My personal opinion is that the answers to those questions are pretty subjective.
The main points I see in calling the "younger evangelicals" countercultural according to the article I read are:
- The younger evangelicals have more of a social vision based on the person of Jesus Christ. They are not trying to be opposite the popular culture or against the popular culture, but they seek to transform the culture through servanthood, instead of politics, which the older evangelicals seem to have focused on doing.
- Ultimately the issues of war and poverty and discrimination cannot be resolved through counterculture visions of the sixties. Socialist values and sexual liberation are the consequences of that era and they haven't helped build community, personal freedom, and justice, but have actually thwarted such goals.

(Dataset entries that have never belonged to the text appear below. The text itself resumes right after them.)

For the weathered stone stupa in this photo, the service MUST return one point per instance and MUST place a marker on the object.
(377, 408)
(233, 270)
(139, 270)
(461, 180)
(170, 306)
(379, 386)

- The only way to resolve these issues is through a counterculture that lives out the values of God's Kingdom.
- The values of God's Kingdom run deeper than the "conservative" right. Read the Sermon on the Mount. Those ideals aren't exactly seen in the "conservative" mindset. Apparently, younger evangelicals are seeking a different way than the older evangelicals.
- The younger evangelicals see themselves as being redemptive and transformative in the culture, and to do so they must interact with the world, and they do, just not in the political sphere.
- For the younger evangelicals, mega-churches that wall themselves off from the world by creating a Christian culture which is not that opposite of the world by having churches with weight rooms, gyms, swimming pools, coffee shops, parks, and book stores, isn't really counterculture, but just creating more of the same with a different stamp on it (a fish or a cross).